Biochar can facilitate Cr(VI) bioreduction, but it is still undetermined which biochar property control this process. We observed that the apparent Cr(VI) bioreduction by Shewanella oneidensis MR-1 could be identified as a fast and a relatively slow processes. The fast-bioreduction rates (r) were 2-15 times higher than the slow-bioreduction rates (r).

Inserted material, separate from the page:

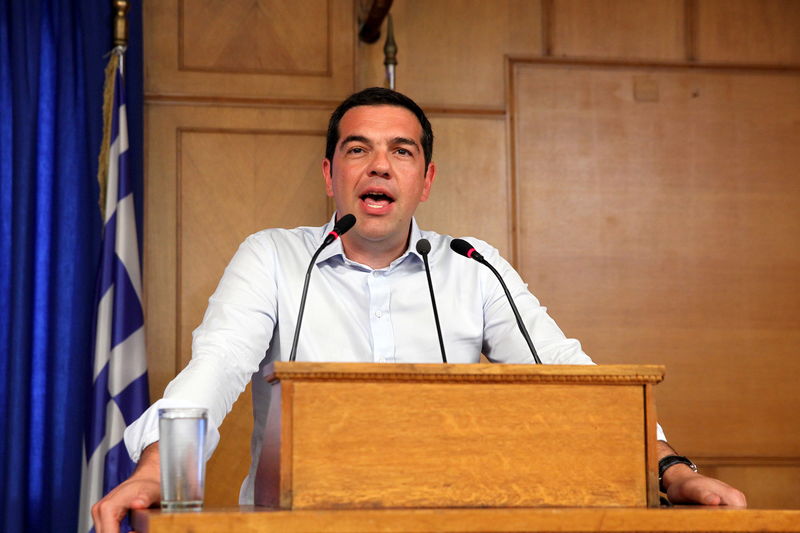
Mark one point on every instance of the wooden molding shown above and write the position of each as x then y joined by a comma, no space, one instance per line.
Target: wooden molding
473,373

In this study, we investigated the kinetics and efficiency of biochar in promoting Cr(VI) reduction by S. oneidensis MR-1 in the neutral solution using a "dual-process model" (fast and slow processes), and analyzed the mechanisms of biochar concentration, conductivity, particle size and other properties on these two processes. The correlation analysis of these rate constants and biochar properties was carried out. The fast-bioreduction rates were associated with higher conductivity and smaller particle sizes of biochar, which facilitated the direct electron transfer from Shewanella oneidensis MR-1 to Cr(VI). The Cr(VI) slow-bioreduction rates (r) were mainly determined by the electron donating capability of biochar and independent of the cell concentration. Our results suggested that Cr(VI) bioreduction was mediated by both electron conductivity and redox potential of biochar. This result is instructive for biochar production. Manipulating biochar properties to control fast and slow Cr(VI) reduction may be helpful to effectively remove or detoxify Cr(VI) in the environment.